Neymar
Sports

After New Feud With Edinson Cavani, Neymar Shows He Can’t Escape His Bratty Reputation

Edinson Cavani celebrates with Neymar after scoring his side's third goal against Celtic on September 12, 2017. Photo by Mike Hewitt/Getty Images

Much of the aftermath of the Neymar-Cavani set piece saga has become apocryphal: the dressing room bust-up, the Brazilian’s letter to Paris Saint-Germain’s president, his unfollowing of Cavani on Instagram (that one is, admittedly, public and easy to prove), and the overwrought dissection of the South American squabble.

After all, a money- and egomania-infused pantomime provoked the high drama. Here, it’s important to talk about the relevant scenes.

https://www.youtube.com/watch?v=vEo2tFdIBPo

First: a free-kick for PSG. Edison Cavani, with his towering persona, walks over. He is marking out his territory. Daniel Alves picks up the ball. Cavani shrugs – he wants to take it, but Alves shields it. Neymar steps in, delivers a curvy free-kick and Olympique Lyon goalkeeper Anthony Lopes boxes the ball away.

Act 2: the referee correctly awards PSG a penalty. Time for a role reversal. Cavani has the ball, Neymar strolls over – it’s his! But the lanky Uruguyuan ignores Neymar and puts the ball on the spot. Neymar demands the ball, but Cavani angrily dismisses him. The striker steps up, but doesn’t convert the spot-kick. The crowd at the Parc des Princes gasps, and drama has officially begun.

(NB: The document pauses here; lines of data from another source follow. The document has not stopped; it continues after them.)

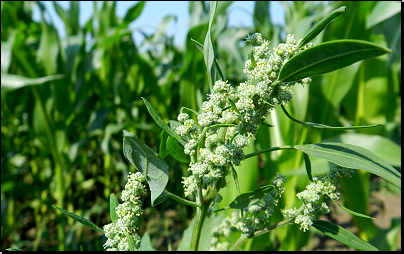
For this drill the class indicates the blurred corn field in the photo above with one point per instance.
(65, 102)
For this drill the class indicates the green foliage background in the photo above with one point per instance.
(61, 140)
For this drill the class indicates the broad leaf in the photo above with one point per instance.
(320, 26)
(177, 150)
(113, 203)
(343, 235)
(327, 57)
(352, 212)
(146, 161)
(161, 123)
(80, 219)
(352, 156)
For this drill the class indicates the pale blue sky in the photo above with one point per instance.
(154, 11)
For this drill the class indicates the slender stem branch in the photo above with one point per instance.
(268, 150)
(244, 238)
(181, 200)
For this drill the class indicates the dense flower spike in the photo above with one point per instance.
(128, 213)
(214, 149)
(327, 185)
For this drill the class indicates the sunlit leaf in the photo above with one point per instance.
(342, 235)
(146, 161)
(351, 156)
(327, 57)
(320, 26)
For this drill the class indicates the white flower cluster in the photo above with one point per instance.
(223, 231)
(310, 197)
(127, 213)
(246, 107)
(249, 224)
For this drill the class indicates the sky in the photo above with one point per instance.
(154, 11)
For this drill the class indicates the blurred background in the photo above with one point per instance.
(72, 78)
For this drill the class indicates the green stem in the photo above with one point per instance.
(268, 150)
(181, 200)
(244, 238)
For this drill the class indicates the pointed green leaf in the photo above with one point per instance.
(343, 235)
(161, 123)
(163, 147)
(113, 203)
(133, 12)
(320, 26)
(146, 244)
(308, 165)
(352, 212)
(208, 53)
(146, 161)
(322, 126)
(10, 82)
(200, 47)
(352, 156)
(243, 200)
(80, 219)
(177, 150)
(252, 58)
(327, 57)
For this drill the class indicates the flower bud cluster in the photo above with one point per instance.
(265, 206)
(127, 213)
(310, 197)
(245, 106)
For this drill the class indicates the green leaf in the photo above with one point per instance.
(320, 26)
(200, 47)
(146, 161)
(243, 200)
(161, 123)
(308, 165)
(131, 243)
(327, 57)
(385, 148)
(382, 11)
(208, 53)
(177, 150)
(322, 126)
(80, 219)
(163, 147)
(10, 82)
(352, 212)
(343, 235)
(113, 203)
(352, 156)
(133, 12)
(252, 58)
(146, 244)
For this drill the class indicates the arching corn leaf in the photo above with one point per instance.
(342, 235)
(352, 156)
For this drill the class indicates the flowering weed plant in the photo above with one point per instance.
(212, 141)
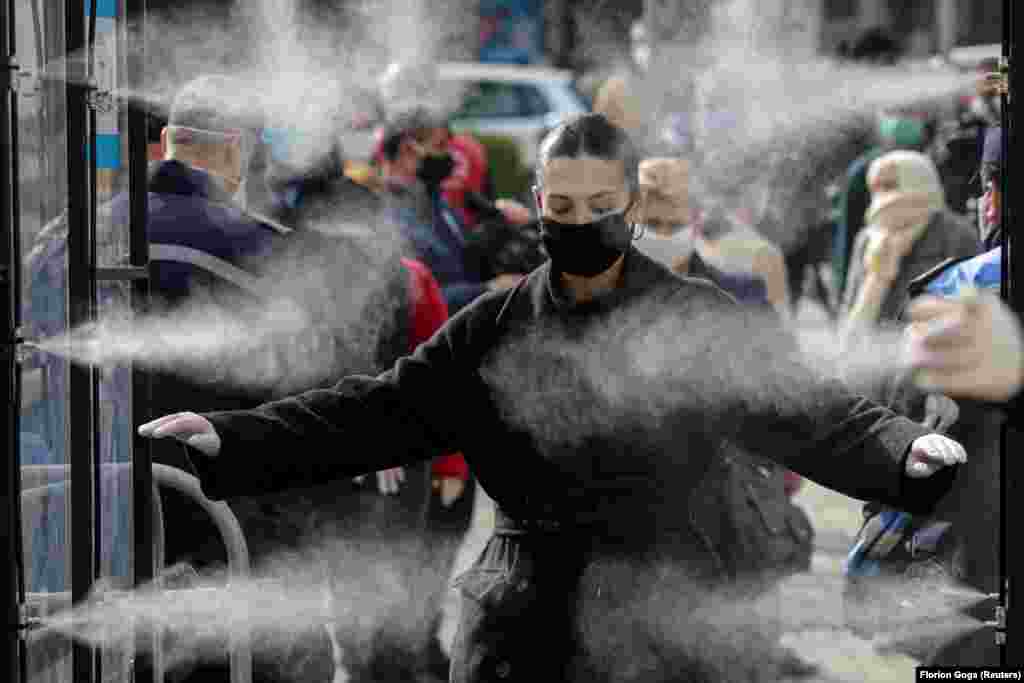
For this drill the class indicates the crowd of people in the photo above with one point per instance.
(399, 432)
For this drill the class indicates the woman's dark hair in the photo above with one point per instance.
(589, 135)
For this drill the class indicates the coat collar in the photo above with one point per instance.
(173, 177)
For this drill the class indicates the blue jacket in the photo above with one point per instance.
(196, 236)
(439, 244)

The authenticity of the following acts is nebulous. The mass soccer media, including French daily L’Equipe, reported engrossing twists and turns, but their veracity is in doubt. Does Neymar no longer want Cavani in Paris? Has PSG president Nasser Al-Khelaifi lost control over his multi-million dollar assets?

And so, PSG’s honeymoon period this season has come to an end.

Giants of the game quarrel and when they do it isn’t pretty, but this was an argument in plain sight with the fans and media in tow to render a guilty verdict. It was soccer stripped of human understanding, reduced to a game of hounds, keen on protecting their little fiefdom, at the ready to hunt down any intruder. A gentleman’s agreement? There was neither elegance nor dignity in what Neymar and Cavani proffered.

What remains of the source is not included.